The proximity of the nodes is determined by their connection strength.  If multiple nodes are all connected with a high degree of confidence, they will cluster together.  So, for example, you can see members of the Elizabethan court clustered in the bottom left hand corner.  The graph takes the shape of a circle because it’s what’s called a force-directed graph, in which links or edges are treated as springs whose stiffness varies based on confidence estimates.  It’s as though the nodes and their connections had been compressed, then left to settle in place in accordance with Hooke’s law for springs and elasticity.  Node size is a function of the number of connections, which is why a figure like Charles II is significantly larger than, say, Samuel Palmer.  The color of the nodes is an indication of community.  Nodes are members of the same community when they share a set number of edges with other members of the community.  When a node is part of multiple communities, its color is determined by the community with which it shares the most edges.         

What is remarkable about the image, from our perspective, is how much meaningful information it displays given the relatively sparse dataset on which it is based.  All that we sent to KNALIJ was a matrix of nodes and edges with confidence intervals.  But from this minimal data their clustering and community inference algorithms have inferred a remarkable amount. 

For example, though our data includes no dates or other temporal information, the graph has an obvious, though not entirely consistent, chronological organization.  Starting with the Elizabethan court in the lower left hand corner, the graph proceeds counter clockwise through the reigns of James, Charles I, and Charles II.  Nodes at 12 noon are largely post-Restoration and/or 18th-century.  Nodes at 10 o’clock are part of James’s Scottish court.

At first we wondered why the center of the graph is basically empty.  Then we realized that to occupy the center, a node would need to share edges with communities stretching over 150 years.  The empty center is, in effect, a sign of the temporal scope of of our network.  Presumably a network stretched over a longer time period would have an even more pronounced doughnut hole.

It’s worth at this point acknowledging some of the embarrassing things that this image makes evident about the current state of our inferred network.  We still have some named entity recognition problems.  The “Society of Antiquaries” should not show up in our network.  There’s more work to do on date limitations, since figures appear from both much earlier (King John) and later (Lloyd George) than our proposed date range of 1550-1700.  As we’ve discussed in earlier posts, there are still de-duping problems, especially with regards to monarchs.  Some of these should be simple to iron out: King James and James I should not have separate nodes. 

But in other cases the duplication provides potentially significant information. Even though James VI of Scotland became James I of England, it is fascinating to see different communities and networks surrounding the two names.  Nor, to scholars of the period at least, is it self-evident that James VI of Scotland and James I of England should be treated as the same person.  As Jenny Wormold asked long ago, James VI and I: Two Kings or One?  
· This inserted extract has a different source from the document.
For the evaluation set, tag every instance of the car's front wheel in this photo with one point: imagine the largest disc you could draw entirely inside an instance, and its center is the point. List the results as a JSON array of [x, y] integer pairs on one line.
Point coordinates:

King James’s northern and southern subjects shared one attitude: both treated this man, who embarked on his dual role three months short of his thirty-seventh birthday, as their king, dividing him as far as possible into two separate individuals.

At stake in the question “Two Kings or One?” is the category of Britain itself.

In some cases the use of colors to indicate communities shows fascinating breakdowns in social coherence.  A light blue Elizabeth I is surrounded by a sea of relatively unbroken light blue Protestantism.  But the pink Charles I is cut off from his Laudian community and hemmed in by the darker blues of Cromwell, Fairfax, and Henry Vane.  Henrietta Maria appears to have her own small and dispersed community, set apart from the rest of the mid-century milieu, that is more closely connected to the courts of Charles II and James II, and doubtless to the court in exile starting in 1644.

As tempting as it is to turn these images into narrative, it would be unwise to draw any strong conclusions at this point.  We can’t be sure which aspects of the visualization are artifacts of our highly imperfect network data, or of the arbitrary thresholds with which the visualization algorithms organize that data into a coherent image.  Revised data, or different thresholds (particularly thresholds manipulable by users), could and doubtless will yield very different pictures.

That said, we see the filtered SDFB graph as a rather large map of  problems.  Why does Henrietta Maria have a community distinct from her husband and those most proximate to her? Why does Jacob Tonson sit so far out to the upper-right hand corner?  Why are certain nodes so evidently out of place?  When and why don’t communities align with proximity, color with clustering?  The problems call out for further explanation, interpretation, and speculation especially by experts with knowledge of the period, of particular figures, or of graph learning and/or visualization.    

Gender and Name Recognition

In a recent post we talked about why SDFB currently does a poor job of including women, how we can fix it, and how it might eventually do an even better job of including women than some of our current intellectual tools.  

There is, however, an additional reason why women are excluded that we didn’t mention in the last post: the mismatch between the asymmetric naming conventions surrounding marriage (especially as they appear in the ODNB) and the capabilities of Named Entity Recognition (NER) and de-duplication (“de-duping”) programs.  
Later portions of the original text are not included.